Pour M. Maïga, il y a des enjeux géopolitiques car le Mali est au cœur de l’espace qui va du Nord au Sud. Il dira que depuis 70 ans, sur le plan de l’importance géopolitique et géostratégique, il y a une constance dans la réflexion pour un certain nombre de pays dans le Sahel. Sur le plan de l’évacuation des ressources naturelles, Soumeylou Boubèye Maïga a noté trois configurations. Selon lui, l’Europe s’approvisionne des ressources naturelles à partir du Sahara, de l’Asie, du Soudan, et les Etats-Unis s’approvisionnent dans le Golf et la Libye. Il a fait savoir que l’Europe tire 33% de son gaz en Afrique du Nord.
«Si nous n’avons pas toutes ces données dans l’analyse que nous faisons, nous pouvons perdre de vue l’intérêt qui est porté aux pays du Sahel. Ce qui fait que nous sommes dans une zone d’une importance stratégique. La sécurité dans le Sahel est devenue un problème international. Nous devons avoir constamment dans l’analyse de notre situation actuelle ces données régionales et internationales», a déclaré le conférencier.
Selon l’ancien ministre de la Défense et des Anciens combattants, en septembre 2012, la drogue a produit 900 millions d’Euros de bénéfice dans la sous-région et la cigarette, l’an dernier, a produit 840 millions d’Euros de bénéfice pour les trafiquants dans cette partie géographique.
Quels sont les axes d’efforts par rapport à la crise du Nord ?
Pour M. Maïga, les axes d’efforts portent sur trois aspects, à savoir la gouvernance nationale, les réponses régionales et la coopération internationale.
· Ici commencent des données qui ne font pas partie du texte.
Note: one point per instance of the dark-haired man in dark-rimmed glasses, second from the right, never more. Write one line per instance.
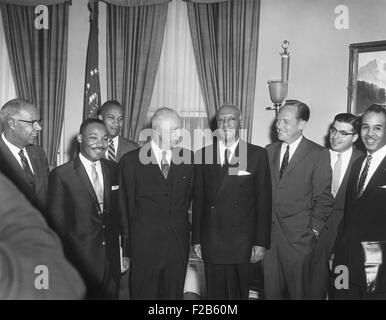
(343, 133)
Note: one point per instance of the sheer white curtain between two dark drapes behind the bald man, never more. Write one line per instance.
(177, 85)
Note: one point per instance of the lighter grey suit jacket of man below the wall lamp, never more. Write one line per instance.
(302, 198)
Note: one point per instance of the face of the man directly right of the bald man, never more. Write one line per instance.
(228, 123)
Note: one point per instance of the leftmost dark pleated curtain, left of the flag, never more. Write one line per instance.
(39, 64)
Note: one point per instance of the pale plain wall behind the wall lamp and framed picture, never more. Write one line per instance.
(319, 60)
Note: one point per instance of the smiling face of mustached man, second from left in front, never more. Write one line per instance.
(94, 141)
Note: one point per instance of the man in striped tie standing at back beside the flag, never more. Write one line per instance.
(112, 115)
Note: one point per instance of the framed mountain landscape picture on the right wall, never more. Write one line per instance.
(367, 76)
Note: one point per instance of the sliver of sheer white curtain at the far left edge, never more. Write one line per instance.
(7, 88)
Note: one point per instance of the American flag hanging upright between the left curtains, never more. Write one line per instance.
(92, 97)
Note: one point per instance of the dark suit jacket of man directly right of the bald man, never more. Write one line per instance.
(231, 212)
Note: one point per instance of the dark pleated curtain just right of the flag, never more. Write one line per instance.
(134, 42)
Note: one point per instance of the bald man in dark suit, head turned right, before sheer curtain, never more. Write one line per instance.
(156, 192)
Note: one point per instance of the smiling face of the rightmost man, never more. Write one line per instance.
(373, 131)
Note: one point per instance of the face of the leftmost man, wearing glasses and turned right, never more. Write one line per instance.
(23, 134)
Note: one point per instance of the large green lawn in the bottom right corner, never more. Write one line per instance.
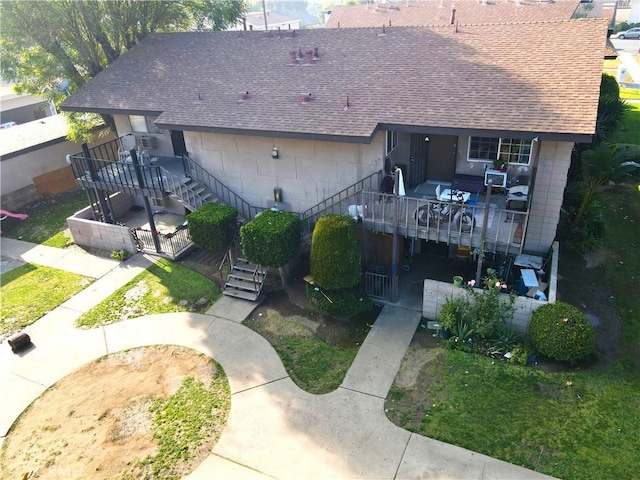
(573, 425)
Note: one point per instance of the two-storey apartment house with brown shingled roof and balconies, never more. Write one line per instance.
(307, 118)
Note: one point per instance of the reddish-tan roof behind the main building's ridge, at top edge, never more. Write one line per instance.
(439, 12)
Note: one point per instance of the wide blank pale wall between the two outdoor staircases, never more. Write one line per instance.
(307, 171)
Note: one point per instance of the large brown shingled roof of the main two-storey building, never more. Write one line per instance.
(542, 78)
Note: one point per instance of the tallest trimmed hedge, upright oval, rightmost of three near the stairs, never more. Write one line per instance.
(335, 253)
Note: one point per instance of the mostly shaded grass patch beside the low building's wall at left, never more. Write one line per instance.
(47, 221)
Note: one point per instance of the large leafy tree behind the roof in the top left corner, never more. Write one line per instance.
(43, 42)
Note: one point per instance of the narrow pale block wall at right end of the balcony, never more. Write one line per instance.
(551, 179)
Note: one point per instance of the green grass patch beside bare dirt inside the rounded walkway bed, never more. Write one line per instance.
(183, 423)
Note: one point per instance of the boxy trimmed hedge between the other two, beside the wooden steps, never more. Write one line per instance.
(271, 239)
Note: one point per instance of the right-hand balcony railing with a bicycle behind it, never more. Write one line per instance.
(448, 222)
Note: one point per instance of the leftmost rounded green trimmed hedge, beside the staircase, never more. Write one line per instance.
(213, 226)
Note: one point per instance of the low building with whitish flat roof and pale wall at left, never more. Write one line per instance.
(33, 163)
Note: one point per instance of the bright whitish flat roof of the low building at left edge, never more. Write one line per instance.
(22, 137)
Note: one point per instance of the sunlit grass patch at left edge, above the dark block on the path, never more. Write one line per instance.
(29, 291)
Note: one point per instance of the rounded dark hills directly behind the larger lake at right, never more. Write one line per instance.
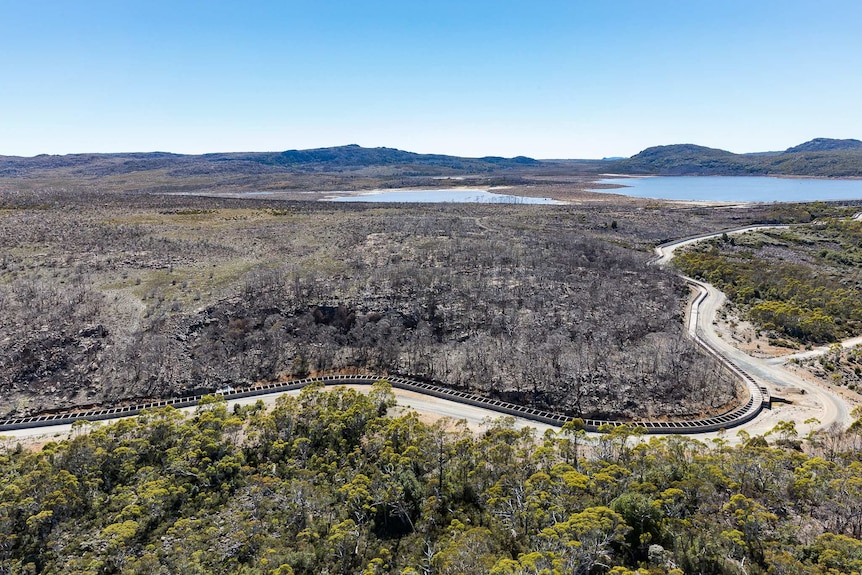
(821, 157)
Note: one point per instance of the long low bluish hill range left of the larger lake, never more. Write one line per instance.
(341, 158)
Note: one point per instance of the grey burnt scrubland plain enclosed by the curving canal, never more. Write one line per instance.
(110, 297)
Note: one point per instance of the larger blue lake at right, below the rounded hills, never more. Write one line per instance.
(736, 188)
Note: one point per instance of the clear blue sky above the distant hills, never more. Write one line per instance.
(547, 79)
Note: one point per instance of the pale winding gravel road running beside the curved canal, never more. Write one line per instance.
(812, 405)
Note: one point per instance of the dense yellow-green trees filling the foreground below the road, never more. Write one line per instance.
(327, 483)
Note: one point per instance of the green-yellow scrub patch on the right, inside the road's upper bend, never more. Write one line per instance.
(803, 283)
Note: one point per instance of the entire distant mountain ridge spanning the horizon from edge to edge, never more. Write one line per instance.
(821, 157)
Selon lui, dans la gouvernance nationale, les crises que nous connaissons au Mali ont été marquées par une émergence croissante dans la prise de conscience de l’identité territoriale, l’effondrement de l’Etat central et une grande résistance des dynamiques locales. «Contrairement à ce qui a été dit pendant longtemps et qui continue d’être dit, nulle part sur le territoire national, il n’y a une région qui appartient à une ethnie. Si on ne fait pas attention, nous pouvons aboutir à des situations où des territoires sont donnés à des communautés. Nous devons privilégier le territoire plutôt que les communautés, et la démocratie locale doit s’appuyer sur des considérations territoriales. Nous devons, dans l’approche sur le découpage du territoire, faire la distinction entre les circonscriptions administratives et les circonscriptions électorales», a déclaré Soumeylou Boubèye Maïga. Avant d’ajouter que les débats démocratiques sur les institutions sont importants à ce niveau pour que les réformes aboutissent à un consensus national.
Il a également indiqué que «nous devons développer une capacité d’appropriation de l’accord d’Alger». «Je ne pense pas que nous pourrions sérieusement mettre en œuvre l’accord, s’il n’y a pas un contrôle effectif de l’Etat sur l’ensemble du territoire. Le Mali devrait convenir avec l’ensemble de la communauté internationale d’un agenda précis pour le retour de l’Etat à Kidal, parce que, parler du retour progressif, n’est pas un calendrier», a souligné le conférencier.
Parlant de la sécurisation du pays, il a laissé entendre que «nous devons réadapter notre concept opérationnel pour que nos Forces armées et de sécurité deviennent plus réactives, plus mobiles, capables d’anticipation». «Tant que nous continuerons de rester dans une posture plus ou moins défensive, nous serons vulnérables. Tant que l’action militaire n’est pas prolongée par une mobilisation de l’ensemble des entités de l’Etat, nous aurons toujours des solutions provisoires. Je pense que nous devons absolument revoir notre monture sur ce plan», a martelé le conférencier.